In questo romanzo, la protagonista Sveva ripercorre la vita della zia Alma e il suo rapporto con lei.

In una famiglia disfunzionale dove la nonna e la madre sono superficiali e calcolatrici, Sveva trova un’affinità spirituale con Alma, spirito libero e anticonformista.

Il romanzo è incentrato sulla figura di Alma, che vediamo, attraverso flashback e flashforward, dall’infanzia fino alla fine della sua vita; nel frattempo, quasi in sordina, vediamo anche la crescita della protagonista Sveva, abbastanza speculare a quella della zia.

Il libro è molto introspettivo, con riflessioni delle protagoniste sulla maternità e il significato della vita in generale.

Lo stile è suggestivo, con dei momenti di ispirazione poetica.

Sarò sincera, questo genere di romanzo non è proprio nelle mie corde: completamente incentrato sul ritratto di Alma, nella storia vera e propria non succede praticamente nulla.

Alma è una bambina speciale e generosa che fa amicizia coi bidelli e le persone che la sua famiglia normalmente snobba; diventa sceneggiatrice e trova amiche e amici altrettanto speciali e tormentati; il romanzo si apre con l’annuncio della sua gravidanza a Sveva e il lettore immagina che a questo punto il loro rapporto speciale si incrinerà oppure che l’amore per lo sfuggente Tommaso porti qualche conseguenza nella trama. In realtà così non accade: i due neo-genitori continuano ad avere un rapporto speciale e fuori dagli schemi (anche se non si capisce esattamente in cosa) e la loro figlia è una mini-Alma sensibile e artistica che Sveva ama come una sorella minore.

Nel frattempo incontriamo una carrellata di personaggi con cui Sveva e Alma interagiscono una volta e poi non si vedono più.

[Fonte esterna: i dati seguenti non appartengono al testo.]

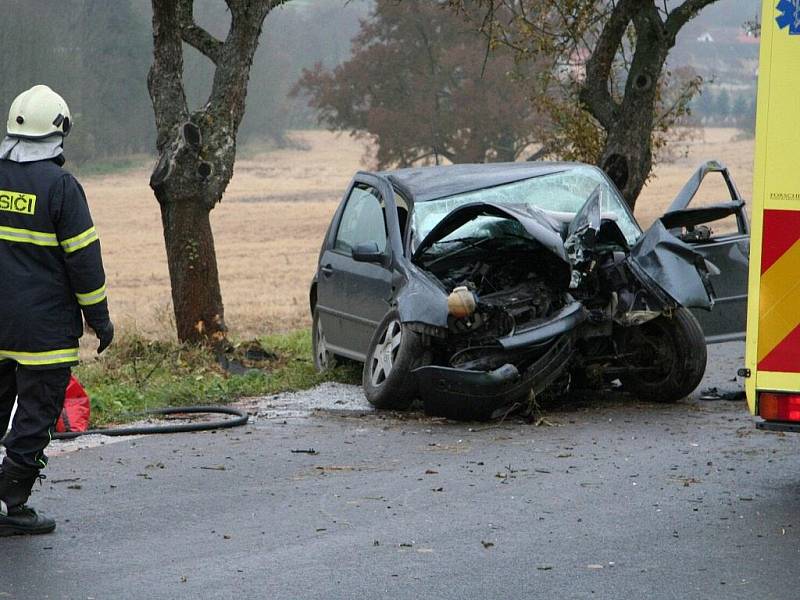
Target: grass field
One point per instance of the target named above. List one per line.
(270, 224)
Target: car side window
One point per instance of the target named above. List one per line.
(362, 220)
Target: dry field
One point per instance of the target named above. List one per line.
(269, 227)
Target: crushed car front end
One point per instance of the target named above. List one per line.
(514, 300)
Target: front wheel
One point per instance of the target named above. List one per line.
(666, 357)
(394, 351)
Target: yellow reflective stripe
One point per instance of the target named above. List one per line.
(37, 238)
(94, 297)
(52, 357)
(79, 241)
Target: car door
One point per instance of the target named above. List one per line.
(353, 295)
(720, 232)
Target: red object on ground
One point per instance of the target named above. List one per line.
(76, 411)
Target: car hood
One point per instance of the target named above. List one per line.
(541, 227)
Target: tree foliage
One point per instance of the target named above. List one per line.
(421, 85)
(608, 91)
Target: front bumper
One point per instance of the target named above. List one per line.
(445, 389)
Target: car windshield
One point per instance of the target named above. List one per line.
(560, 194)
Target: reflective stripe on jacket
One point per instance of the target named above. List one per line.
(51, 267)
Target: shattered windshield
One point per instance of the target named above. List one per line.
(561, 195)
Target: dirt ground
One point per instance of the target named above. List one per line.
(269, 227)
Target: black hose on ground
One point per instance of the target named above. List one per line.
(241, 419)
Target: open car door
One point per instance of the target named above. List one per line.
(727, 248)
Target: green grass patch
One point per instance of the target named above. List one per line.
(137, 374)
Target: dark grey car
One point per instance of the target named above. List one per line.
(476, 287)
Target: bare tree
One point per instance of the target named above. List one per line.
(197, 151)
(621, 105)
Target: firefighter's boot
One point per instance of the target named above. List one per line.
(16, 518)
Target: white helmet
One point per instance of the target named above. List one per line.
(38, 113)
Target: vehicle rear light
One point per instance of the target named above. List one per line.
(775, 406)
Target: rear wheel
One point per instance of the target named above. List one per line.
(666, 356)
(324, 359)
(394, 351)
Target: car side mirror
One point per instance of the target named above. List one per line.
(367, 252)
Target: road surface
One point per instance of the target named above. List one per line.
(617, 499)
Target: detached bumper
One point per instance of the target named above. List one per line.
(475, 395)
(778, 426)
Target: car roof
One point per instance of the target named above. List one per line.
(421, 184)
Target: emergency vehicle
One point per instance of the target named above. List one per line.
(772, 361)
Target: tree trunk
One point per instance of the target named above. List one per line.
(627, 155)
(197, 152)
(192, 260)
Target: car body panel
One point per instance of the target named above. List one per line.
(729, 252)
(353, 297)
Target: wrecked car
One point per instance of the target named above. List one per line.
(480, 287)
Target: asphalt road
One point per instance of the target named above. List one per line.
(617, 500)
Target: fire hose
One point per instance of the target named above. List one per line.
(241, 418)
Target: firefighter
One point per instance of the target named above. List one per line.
(51, 271)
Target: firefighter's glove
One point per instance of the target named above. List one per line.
(105, 335)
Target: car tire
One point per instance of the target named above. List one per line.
(394, 351)
(679, 341)
(324, 359)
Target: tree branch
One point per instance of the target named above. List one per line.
(682, 15)
(197, 37)
(595, 93)
(165, 79)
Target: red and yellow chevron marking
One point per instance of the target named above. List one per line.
(779, 307)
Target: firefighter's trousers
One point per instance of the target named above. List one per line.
(40, 398)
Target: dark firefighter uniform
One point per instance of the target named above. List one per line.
(51, 271)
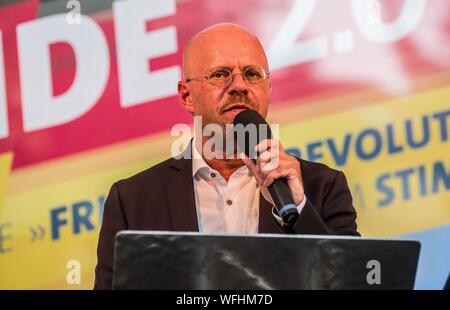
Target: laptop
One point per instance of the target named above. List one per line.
(189, 260)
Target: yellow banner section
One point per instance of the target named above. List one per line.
(395, 156)
(5, 168)
(49, 222)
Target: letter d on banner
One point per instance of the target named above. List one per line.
(40, 108)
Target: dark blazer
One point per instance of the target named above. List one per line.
(162, 198)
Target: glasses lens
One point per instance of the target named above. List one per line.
(254, 74)
(220, 76)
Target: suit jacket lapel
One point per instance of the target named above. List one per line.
(181, 200)
(267, 223)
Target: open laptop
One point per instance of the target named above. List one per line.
(170, 260)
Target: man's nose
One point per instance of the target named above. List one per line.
(238, 85)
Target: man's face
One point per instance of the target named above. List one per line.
(235, 50)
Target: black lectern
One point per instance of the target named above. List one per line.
(168, 260)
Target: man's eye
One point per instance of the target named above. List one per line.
(252, 73)
(219, 74)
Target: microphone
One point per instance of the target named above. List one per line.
(279, 190)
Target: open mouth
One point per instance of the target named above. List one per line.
(236, 108)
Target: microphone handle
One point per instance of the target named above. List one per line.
(282, 198)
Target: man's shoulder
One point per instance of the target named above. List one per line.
(312, 170)
(156, 174)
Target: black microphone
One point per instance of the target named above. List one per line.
(247, 138)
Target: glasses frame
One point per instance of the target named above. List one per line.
(206, 77)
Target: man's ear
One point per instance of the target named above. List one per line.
(184, 97)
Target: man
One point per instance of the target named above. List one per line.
(225, 71)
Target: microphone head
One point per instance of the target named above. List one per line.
(250, 128)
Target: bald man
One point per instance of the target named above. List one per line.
(225, 71)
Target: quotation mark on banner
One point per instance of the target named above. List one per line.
(74, 15)
(37, 233)
(74, 275)
(374, 275)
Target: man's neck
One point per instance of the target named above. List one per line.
(225, 166)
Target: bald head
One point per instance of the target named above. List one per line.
(218, 43)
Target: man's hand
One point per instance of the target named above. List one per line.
(272, 164)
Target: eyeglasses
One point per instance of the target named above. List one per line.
(224, 76)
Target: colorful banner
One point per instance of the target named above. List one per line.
(88, 96)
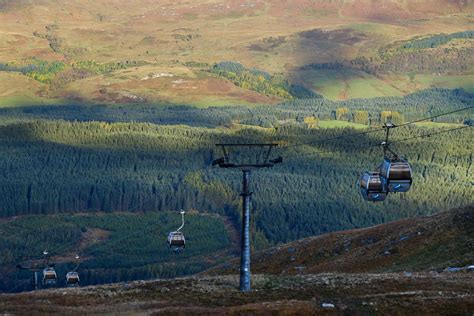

Non posso dire di avere particolarmente amato il personaggio di Alma: nonostante la narrazione insista molto sulla sua empatia verso le persone più umili, spesso i suoi pensieri non riflettono affatto questo aspetto (ad esempio c’è una lunga riflessione sulla superficialità dei “bagnanti” che si ricordano di andare al mare solo d’estate, ignorando la sua bellezza invernale, dimenticando il piccolo particolare che è ad Agosto che di solito le persone hanno abbastanza ferie da programmare una vacanza).

Quanto a Sveva, l’unica volta in cui emerge come personaggio è quando alla fine affronta il padre assente e fedifrago verso la madre in un lungo monologo: considerato però che il padre stesso era solo stato nominato in un paio di occasioni in tutto il libro, non posso dire di aver trovato questa conclusione molto catartica.

Nel complesso, l’unico personaggio per cui avevo simpatia era la madre Sarah, tragica nella sua facciata dura e giudicante che nascondeva un bisogno insoddisfatto di amore.

In conclusione, consiglio questo libro a chi cerca una riflessione sull’importanza delle figure femminili di riferimento diverse dalle madri, e lo sconsiglio a tutti quelli che amano i libri incentrati più sulla trama che sui personaggi.